State and local governments need Congress to fix one more mistake from financial reform
by Ron Crane, Published online by the Washington Examiner
Link to original content: Washington Examiner Article
"Last month, an impressive bipartisan majority in Congress acknowledged what has long been obvious to most Americans: Some of the reforms enacted in the wake of the financial crisis of 2007-2008 went too far.
Rules designed to contain bad actors on Wall Street instead frustrated creditworthy consumers and small business owners on Main Street who need access to capital to invest in the American Dream. The bill President Trump signed into law was a significant but incomplete step in correcting that regulatory overreach.
Another key regulation that needs to be fixed is a Securities and Exchange Commission, or SEC, rule enacted during the waning days of the Obama administration that put sharp restrictions on money-market mutual funds. The rule eliminated the use of stable net asset value, or NAV — the dollar-per-share valuation of nongovernment money market funds — in favor of a floating NAV valuation system that makes them impractical for state and local governments to use. This may seem like an obscure and hard-to-explain finance issue, but consider this: The change has caused more than $1 trillion of private sector liquidity to shift away from funds that invest in the economic infrastructure of our communities and into funds that invest strictly in U.S. government debt.
Despite the clear harm caused by the rule, the largest Wall Street asset management companies want you to believe the rule is a good thing. Well, it is for them, but it isn't for state and local taxpayers, main street businesses, and other drivers of economic development and job creation.
State and local governments, nonprofit hospitals, public schools, and universities, transportation agencies and economic development authorities are just a few of the institutions serving our communities that rely on money market funds as a source of low-cost financing, and as a tool for managing large cash flows. Because of the SEC rule, their financing costs have spiked far above the Federal Reserve’s rate increases over the past two years. And they have lost the ability to earn market rates of return on the investment of operating cash.
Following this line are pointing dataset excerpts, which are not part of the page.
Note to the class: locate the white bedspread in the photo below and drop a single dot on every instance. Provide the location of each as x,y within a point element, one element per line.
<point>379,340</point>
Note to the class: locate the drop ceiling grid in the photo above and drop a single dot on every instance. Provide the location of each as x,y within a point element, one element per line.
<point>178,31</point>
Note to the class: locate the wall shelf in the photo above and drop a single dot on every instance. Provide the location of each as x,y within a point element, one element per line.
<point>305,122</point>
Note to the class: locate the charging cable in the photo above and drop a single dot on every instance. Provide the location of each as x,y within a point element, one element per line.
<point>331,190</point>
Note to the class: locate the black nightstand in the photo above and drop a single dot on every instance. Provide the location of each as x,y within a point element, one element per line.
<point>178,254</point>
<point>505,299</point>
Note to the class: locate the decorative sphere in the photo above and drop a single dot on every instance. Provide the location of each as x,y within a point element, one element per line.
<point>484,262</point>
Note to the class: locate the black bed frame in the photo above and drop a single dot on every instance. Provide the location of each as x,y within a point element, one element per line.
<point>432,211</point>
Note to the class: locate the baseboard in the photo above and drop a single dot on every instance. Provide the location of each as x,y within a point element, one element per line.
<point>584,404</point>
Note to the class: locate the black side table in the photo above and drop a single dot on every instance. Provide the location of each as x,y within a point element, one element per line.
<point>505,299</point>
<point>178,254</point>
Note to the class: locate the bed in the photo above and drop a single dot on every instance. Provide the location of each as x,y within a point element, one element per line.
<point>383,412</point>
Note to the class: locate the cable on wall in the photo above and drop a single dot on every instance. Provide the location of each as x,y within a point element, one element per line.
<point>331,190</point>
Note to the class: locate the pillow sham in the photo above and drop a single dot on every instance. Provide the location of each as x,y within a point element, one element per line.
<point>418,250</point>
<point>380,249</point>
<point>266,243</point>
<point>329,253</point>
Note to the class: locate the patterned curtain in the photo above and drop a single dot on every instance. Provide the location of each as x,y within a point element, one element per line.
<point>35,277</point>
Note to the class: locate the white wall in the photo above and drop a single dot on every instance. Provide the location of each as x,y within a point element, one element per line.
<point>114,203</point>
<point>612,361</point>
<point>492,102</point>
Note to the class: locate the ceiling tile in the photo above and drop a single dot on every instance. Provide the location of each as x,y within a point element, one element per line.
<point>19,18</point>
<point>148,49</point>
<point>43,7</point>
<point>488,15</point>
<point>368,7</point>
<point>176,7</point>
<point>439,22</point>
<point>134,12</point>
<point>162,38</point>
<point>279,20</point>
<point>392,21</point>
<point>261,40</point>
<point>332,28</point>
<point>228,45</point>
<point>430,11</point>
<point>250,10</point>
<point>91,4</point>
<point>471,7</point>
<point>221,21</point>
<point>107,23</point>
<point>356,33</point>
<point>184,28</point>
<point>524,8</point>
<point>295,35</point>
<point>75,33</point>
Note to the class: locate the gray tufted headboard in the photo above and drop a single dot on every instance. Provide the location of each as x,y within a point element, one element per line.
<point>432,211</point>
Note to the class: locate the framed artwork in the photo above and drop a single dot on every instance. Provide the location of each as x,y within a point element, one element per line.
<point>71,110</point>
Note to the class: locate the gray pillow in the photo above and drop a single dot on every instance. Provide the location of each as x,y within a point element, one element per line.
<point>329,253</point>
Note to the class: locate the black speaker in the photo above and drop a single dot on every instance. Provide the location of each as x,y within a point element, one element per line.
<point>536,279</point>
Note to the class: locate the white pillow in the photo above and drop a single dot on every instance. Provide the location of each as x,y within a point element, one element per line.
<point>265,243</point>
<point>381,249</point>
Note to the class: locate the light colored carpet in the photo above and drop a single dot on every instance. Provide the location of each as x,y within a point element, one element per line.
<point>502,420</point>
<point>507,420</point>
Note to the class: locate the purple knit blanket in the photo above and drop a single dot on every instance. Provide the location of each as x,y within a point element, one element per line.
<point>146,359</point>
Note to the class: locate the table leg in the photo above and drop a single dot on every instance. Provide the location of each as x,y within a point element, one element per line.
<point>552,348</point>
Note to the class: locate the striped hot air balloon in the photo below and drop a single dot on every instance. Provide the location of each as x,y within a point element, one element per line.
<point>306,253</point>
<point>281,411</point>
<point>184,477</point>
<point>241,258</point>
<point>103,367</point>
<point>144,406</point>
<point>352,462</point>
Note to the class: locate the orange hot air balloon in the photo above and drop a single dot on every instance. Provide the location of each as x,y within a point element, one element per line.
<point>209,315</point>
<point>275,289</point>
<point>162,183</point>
These additional costs and reduced incomes are straining budgets and creating upward pressure on tax rates. State and local governments have to make up that difference by finding new sources of revenue, or scaling back investments in schools, affordable housing, public infrastructure, and other important services to their residents.
Thankfully, there’s growing momentum in Congress for a solution. Earlier this year, the House Financial Services Committee passed bipartisan legislation to roll back the harmful 2016 changes to money fund rules. The measure, H.R. 2319, would give institutions like state and local governments, businesses, pension funds and nonprofit organizations the freedom to invest cash balances in prime money and tax-exempt money market funds, which can in turn invest in things our communities need to maintain economic growth. The Senate Banking Committee will consider similar legislation (S. 1117) at a hearing on June 26.
In the face of this momentum, several Wall Street firms that backed the SEC rule to avoid regulatory scrutiny of their own businesses practices in the wake of the financial crisis, are actively working to prevent enactment of this legislation, which is supported by over 400 national state and local officials and organizations representing municipalities, main street businesses, building trades, and nonprofit organizations.
In the past 10 years, money market fund investors and borrowers have twice become victims of Wall Street’s excess; first by a financial crisis that devastated communities and, second, by having to pay the price for a backroom deal that protects large financial companies from oversight designed to prevent a repeat of 2008.
The Trump administration and Congress can right this wrong by enacting legislation to restore the ability of money market funds to support the infrastructure and economic development needs of our states and communities by returning to a stable net asset value for money market funds.
Ron Crane is state treasurer of Idaho and the national chair of the State Financial Officers Foundation."